Il mesto semestre/L’Italia è in prima linea per la «riduzione dei rischi di rottura di approvvigionamento di gas». Ma la Russia potrebbe mettersi di traverso
Grosso braccio di ferro al Consiglio europeo sul pacchetto clima-energia, in discussione oggi (venerdì 27 giugno). Non solo si scontrano due clan, tra i più ambiziosi che chiedono impegni precisi per la riduzione dell’emissione di gas a effetto serra entro il 2030 e chi frena, invocando la crisi economica. Ma l’Italia è in prima linea sul capitolo della «riduzione dei rischi di rottura di approvvigionamento di gas», impegno preso dalla Ue, che comporta al suo interno i delicati rapporti con il principale fornitore, la Russia, perché l’Eni è il primo partner europeo del progetto Southstream, il gasdotto sotto il Mar Nero che dovrebbe trasportare il gas russo fino all’Italia e all’Austria senza passare per l’Ucraina, fornendo il 15% dei bisogni in gas della Ue. La questione torna sul tavolo dei leader europei proprio nel giorno della firma dell’accordo di associazione con l’Ucraina, che nel novembre scorso ha scatenato la grave crisi con Mosca. Nella bozza del comunicato finale non viene fatta menzione né della Russia né di Southstream, ma la battaglia è in corso, all’interno della Ue e a livello internazionale.

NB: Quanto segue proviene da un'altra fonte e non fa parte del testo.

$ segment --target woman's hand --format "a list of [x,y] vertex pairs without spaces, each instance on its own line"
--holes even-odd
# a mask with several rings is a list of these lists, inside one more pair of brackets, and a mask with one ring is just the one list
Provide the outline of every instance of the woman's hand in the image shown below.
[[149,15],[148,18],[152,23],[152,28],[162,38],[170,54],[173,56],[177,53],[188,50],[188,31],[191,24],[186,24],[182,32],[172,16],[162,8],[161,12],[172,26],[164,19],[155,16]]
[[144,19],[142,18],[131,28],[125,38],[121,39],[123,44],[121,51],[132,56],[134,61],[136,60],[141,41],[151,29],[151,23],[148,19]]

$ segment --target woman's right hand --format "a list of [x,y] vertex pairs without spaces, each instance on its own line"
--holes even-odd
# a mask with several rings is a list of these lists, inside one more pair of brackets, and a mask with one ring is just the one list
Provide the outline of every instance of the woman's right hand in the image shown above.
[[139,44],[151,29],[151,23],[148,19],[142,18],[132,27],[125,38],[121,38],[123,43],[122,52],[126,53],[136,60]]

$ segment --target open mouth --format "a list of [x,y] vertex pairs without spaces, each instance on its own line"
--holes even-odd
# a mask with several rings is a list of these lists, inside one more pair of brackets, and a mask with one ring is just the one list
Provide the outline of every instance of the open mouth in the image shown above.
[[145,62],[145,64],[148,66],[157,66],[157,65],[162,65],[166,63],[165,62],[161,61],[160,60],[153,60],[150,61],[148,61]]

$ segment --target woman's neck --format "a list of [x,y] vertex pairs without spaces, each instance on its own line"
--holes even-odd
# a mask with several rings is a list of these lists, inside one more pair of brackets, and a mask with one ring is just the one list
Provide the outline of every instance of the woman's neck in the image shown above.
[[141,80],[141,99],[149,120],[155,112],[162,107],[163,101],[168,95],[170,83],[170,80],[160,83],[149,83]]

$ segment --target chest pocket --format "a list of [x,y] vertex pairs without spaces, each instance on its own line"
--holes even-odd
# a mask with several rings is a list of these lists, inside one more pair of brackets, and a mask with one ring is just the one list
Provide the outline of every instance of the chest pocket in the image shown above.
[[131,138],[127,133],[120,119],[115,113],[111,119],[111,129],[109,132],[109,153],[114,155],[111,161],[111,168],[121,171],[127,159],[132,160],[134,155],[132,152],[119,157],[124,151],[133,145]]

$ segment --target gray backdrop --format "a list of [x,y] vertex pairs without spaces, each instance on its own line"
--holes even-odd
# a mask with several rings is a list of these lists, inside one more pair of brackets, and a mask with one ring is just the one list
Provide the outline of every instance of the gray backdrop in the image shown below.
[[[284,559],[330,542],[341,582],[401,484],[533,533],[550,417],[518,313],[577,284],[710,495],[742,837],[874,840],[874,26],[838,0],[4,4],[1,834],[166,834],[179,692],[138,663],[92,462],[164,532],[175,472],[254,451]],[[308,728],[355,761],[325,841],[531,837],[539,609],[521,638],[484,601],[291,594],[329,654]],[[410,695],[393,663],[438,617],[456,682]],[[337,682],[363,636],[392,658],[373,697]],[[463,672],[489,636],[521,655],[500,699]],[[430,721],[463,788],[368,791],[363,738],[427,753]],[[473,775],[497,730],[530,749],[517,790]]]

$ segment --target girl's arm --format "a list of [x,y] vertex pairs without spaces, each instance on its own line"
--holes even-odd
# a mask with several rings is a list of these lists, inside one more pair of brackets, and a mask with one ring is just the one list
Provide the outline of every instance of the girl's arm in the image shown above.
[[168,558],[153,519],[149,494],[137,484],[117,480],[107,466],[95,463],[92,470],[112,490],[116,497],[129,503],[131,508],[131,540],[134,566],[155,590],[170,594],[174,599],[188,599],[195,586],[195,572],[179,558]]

La Russia, dal 2008 al 2010, ha firmato una serie di accordi bilaterali con vari stati implicati, Austria, Bulgaria, Croazia, Grecia, Ungheria (più Serbia, paese non Ue), dopo che il progetto Southstream era stato lanciato a Roma nel 2007. Ma nel dicembre scorso la Commissione ha affermato che questi accordi vanno tutti rinegoziati, perché non conformi alle leggi europee della famosa «concorrenza libera e non distorta». La Bulgaria, che aveva già avviato la costruzione della pipeline, ha sospeso i lavori, perché minacciata da Bruxelles di una procedura di infrazione. La colpa di Bucarest è di aver affidato i lavori a un consorzio di cui fa parte la società Stroytransgas, dove è presente un oligarca che è nella lista nera degli Usa, nell’ambito delle sanzioni alla Russia decise in seguito alla crisi ucraina e all’annessione della Crimea. I senatori John McCain, Ron Johnson e Christopher Murphy si sono recati in Bulgaria e il 6 giugno l’ambasciatore statunitense a Bucarest ha minacciato di sanzioni americane le imprese bulgare che lavorano alla costruzione della pipeline. Per l’ambasciatore russo alla Ue, Vladimir Chizhov, la sospensione della costruzione di Southstream non è altro che «una sanzione economica insidiosa contro la Russia», «una decisione politica» degli europei fatta su pressione americana. E anche un segnale per i tre paesi che oggi firmano l’accordo di associazione: non solo l’Ucraina, ma anche Georgia e Moldavia devono rendersi conto, secondo Mosca, che associandosi con la Ue perderanno margini di manovra. La Ue, del resto, ha fatto anche pressioni sulla Serbia, minacciando un ritardo nella procedura della candidatura a paese membro. Per protestare contro il blocco di Southstream, che danneggia Eni, Matteo Renzi ha proposto ai primi ministri di Austria, Bulgaria, Grecia, Ungheria, Slovacchia (e Serbia) di firmare una lettera comune a Bruxelles. Ci sono le pressioni statunitensi, ma anche all’interno della stessa Ue. Difatti, c’è un consorzio di imprese Ue che si è impegnato a investire per rinnovare la rete di trasporto del gas russo che passa per l’Ucraina. Ma questo rinnovamento sarà redditizio solo se il gas russo passerà esclusivamente per questa rete. Ma Southstream avrebbe una portata di 63 miliardi di metri cubi l’anno, cioè priverebbe l’Ucraina di miliardi di euro di entrate per il transito, mettendo in difficoltà il paese e gli investitori del rinnovamento della rete.
Questa battaglia tra Southstream e la rete ucraina, oltre all’importanza che sta prendendo la transizione energetica, rendono il posto di commissario all’energia nella nuova Commissione una carica di primo piano: c’è da aspettarsi una lotta feroce per ottenere l’investitura. Molti paesi, tra cui la Gran Bretagna, aspirano al posto. Tra la Russia e la Ue, passando sotto il Mar Baltico per raggiungere la Germania senza passare per l’Ucraina, è operativa dal 2011 la pipeline Northstream, che pero’ resta sottoutilizzata, sempre a causa delle tensioni in corso con Mosca.